Prediction 8 Revisited: I Said the Transformer Era Would Hit Architectural Fatigue and New Architectures Would Rise. The Fatigue Came. The Transformer Didn't Die.
The convergence happened. The architectural revolt is real but still insurgent, not victorious.
This is my most genuinely mixed result, so I'll resist the urge to spin it.
Prediction eight: as global labs converge on similar large-language-model architectures, the competitive advantage of any one organization diminishes, and the field starts exploring new architectures — search-based intelligence, hybrid models, continuous learning, training-free solutions. My favorite spin-offs were 'In-Depth Ecosystem Simulation' and 'Swarm AI Agents with Self-Upgrading Architectures.'
The convergence call: correct
The first half is unambiguously right. By 2026 the frontier labs converged hard. GPT-5, Gemini 3, Claude, and a wall of capable open models all clustered in capability. DeepSeek proved you could match frontier performance at a fraction of the cost. The 'advantage of any one organization diminishes' thesis is now the bear case on every frontier lab's valuation — the commoditization of the model layer is the single biggest story in AI economics. I called the convergence. It arrived.
The new-architecture call: real, but still insurgent
Here's the honest part. I predicted new architectures would 'rise.' What actually happened is subtler: new architectures are rising, but the transformer refused to die, and the most important shift wasn't a new architecture at all — it was a new axis of scaling.
On the architecture front, I was directionally right. State-space models — Mamba, Mamba-2, Mamba-3 — went from research curiosity to serious contender, delivering linear-time inference and 5x throughput gains over transformers on long sequences. Hybrid models like AI21's Jamba (interleaving Mamba and attention, scaled to 398B parameters) showed the attention-free and hybrid approaches can scale. Reasoning models built on Mamba demonstrated you can get strong reasoning without pure attention. The 'architectural fatigue' I described — diminishing returns from just scaling transformers — is real and widely acknowledged.
But — and I have to say it — the transformer did not get dethroned. It got supplemented. The dominant 2025-2026 models are still attention-based or hybrid, not pure alternatives. My prediction implied a changing of the guard. What we got is a coalition government.
What I genuinely missed: test-time compute
The biggest architectural story of 2025-2026 wasn't a new network architecture. It was a new place to spend compute: inference time. Chain-of-thought reasoning, test-time compute scaling, agentic loops — the realization that you can substitute inference-time thinking for raw model size. I gestured at 'search-based intelligence' in January 2025, which was actually a pretty good intuition for where reasoning models went.
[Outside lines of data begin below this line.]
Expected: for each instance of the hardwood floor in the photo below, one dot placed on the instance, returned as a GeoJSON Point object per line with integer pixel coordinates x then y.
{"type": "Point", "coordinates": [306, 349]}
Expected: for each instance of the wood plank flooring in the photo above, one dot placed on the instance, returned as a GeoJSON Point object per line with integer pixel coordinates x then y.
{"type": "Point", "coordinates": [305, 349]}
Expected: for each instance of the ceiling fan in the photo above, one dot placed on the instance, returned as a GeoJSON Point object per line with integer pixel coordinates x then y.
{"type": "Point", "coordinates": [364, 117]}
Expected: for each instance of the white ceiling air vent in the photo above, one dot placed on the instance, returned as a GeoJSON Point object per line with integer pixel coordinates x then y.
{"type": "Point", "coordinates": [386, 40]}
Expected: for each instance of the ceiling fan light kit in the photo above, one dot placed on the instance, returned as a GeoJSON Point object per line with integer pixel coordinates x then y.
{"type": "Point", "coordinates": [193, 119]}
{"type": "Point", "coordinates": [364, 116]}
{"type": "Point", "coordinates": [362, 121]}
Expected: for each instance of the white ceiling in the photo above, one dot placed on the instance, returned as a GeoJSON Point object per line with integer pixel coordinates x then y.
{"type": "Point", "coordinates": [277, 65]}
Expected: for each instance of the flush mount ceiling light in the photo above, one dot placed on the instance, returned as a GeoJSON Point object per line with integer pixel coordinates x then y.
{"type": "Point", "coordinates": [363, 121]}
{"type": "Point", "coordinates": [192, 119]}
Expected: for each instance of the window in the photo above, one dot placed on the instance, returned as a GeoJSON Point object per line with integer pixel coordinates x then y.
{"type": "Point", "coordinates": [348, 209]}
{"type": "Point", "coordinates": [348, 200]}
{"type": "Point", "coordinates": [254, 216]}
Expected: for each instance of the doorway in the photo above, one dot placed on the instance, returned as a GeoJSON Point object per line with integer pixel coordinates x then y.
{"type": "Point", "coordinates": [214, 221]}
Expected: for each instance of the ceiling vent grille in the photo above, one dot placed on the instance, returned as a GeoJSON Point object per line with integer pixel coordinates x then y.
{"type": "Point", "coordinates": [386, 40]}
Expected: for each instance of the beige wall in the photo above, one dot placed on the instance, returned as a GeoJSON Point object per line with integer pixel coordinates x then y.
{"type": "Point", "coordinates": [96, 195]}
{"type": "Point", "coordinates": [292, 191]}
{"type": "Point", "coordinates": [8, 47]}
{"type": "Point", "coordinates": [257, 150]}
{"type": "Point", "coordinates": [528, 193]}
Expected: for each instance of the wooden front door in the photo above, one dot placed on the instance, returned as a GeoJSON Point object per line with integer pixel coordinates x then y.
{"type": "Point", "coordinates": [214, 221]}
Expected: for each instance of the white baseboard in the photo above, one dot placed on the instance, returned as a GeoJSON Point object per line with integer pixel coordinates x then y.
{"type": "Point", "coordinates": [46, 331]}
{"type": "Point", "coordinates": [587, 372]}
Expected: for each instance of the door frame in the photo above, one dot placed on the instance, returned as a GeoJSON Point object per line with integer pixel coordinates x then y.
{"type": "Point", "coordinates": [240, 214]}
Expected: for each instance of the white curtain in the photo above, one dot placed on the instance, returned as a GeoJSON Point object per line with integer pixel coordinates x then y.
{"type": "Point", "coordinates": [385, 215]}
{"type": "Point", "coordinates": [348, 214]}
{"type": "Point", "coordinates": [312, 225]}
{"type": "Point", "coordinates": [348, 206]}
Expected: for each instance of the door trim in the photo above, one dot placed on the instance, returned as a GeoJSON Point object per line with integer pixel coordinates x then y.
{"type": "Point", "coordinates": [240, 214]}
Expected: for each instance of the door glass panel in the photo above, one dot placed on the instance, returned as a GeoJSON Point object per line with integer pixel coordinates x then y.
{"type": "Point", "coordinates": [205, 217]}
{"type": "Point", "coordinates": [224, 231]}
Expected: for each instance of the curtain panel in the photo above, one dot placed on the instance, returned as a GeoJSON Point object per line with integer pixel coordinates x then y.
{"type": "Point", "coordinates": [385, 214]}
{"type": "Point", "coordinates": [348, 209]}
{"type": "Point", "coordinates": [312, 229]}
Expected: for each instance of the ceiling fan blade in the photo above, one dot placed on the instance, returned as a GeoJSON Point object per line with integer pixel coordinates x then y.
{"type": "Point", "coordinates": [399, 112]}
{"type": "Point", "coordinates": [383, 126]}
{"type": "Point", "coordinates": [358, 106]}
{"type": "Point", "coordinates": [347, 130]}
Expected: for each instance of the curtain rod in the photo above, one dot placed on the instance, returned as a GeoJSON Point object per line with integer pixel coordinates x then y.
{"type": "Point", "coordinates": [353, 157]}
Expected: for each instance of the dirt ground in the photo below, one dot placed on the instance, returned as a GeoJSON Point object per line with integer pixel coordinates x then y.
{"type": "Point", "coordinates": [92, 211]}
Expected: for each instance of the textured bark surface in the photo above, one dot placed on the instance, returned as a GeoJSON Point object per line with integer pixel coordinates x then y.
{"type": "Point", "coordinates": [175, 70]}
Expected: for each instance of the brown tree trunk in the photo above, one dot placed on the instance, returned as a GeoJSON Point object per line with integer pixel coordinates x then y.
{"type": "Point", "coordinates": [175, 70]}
But I filed it under 'new architectures' when it's really a new scaling paradigm layered on top of the old architecture. I had the right instinct shelved in the wrong category.
This matters as a forecasting lesson. I was pattern-matching to 'the architecture changes' because that's the legible story. The actual change was economic and operational: inference became the cost center and the battleground, which is why efficiency-first designs like Mamba matter — not because they're prettier, but because inference repeated billions of times is the business model itself.
The next 12 months: efficiency stops being optional
My forecast for May 2027: hybrid architectures (attention + state-space + MoE) become the default for new frontier models, because the economics of inference force it. Pure transformers persist where they're entrenched; new builds increasingly go hybrid for the throughput and long-context gains. The 'one architecture to rule them all' era ends — not because the transformer lost, but because the right answer is now provably task-dependent.
Watch inference cost become the headline metric. Training cost is paid once; inference is paid forever. As reasoning models spend ever more compute at inference, the company with the most efficient inference architecture wins on margin even with an equally smart model. That's the structural reason I keep harping on infrastructure: the model layer commoditizes, so the durable edge moves to whoever runs inference cheapest — which is an architecture-plus-hardware-plus-energy question, not a 'whose model is smartest' question.
My grade on my own January 2025 self: B-minus. Right about convergence and architectural fatigue. Right-ish about search-based reasoning. Wrong to imply the transformer would fall, and I shelved the most important shift — test-time compute — under the wrong heading. A real partial. I'm not going to pretend otherwise.
____
Sources: original forecast (Jan 6 2025); Mamba/Mamba-2/Mamba-3 research (2024-2026); AI21 Jamba hybrid architecture; M1 / PromptCoT-Mamba reasoning models (2025); DeepSeek efficiency reporting; test-time compute scaling literature 2025-26.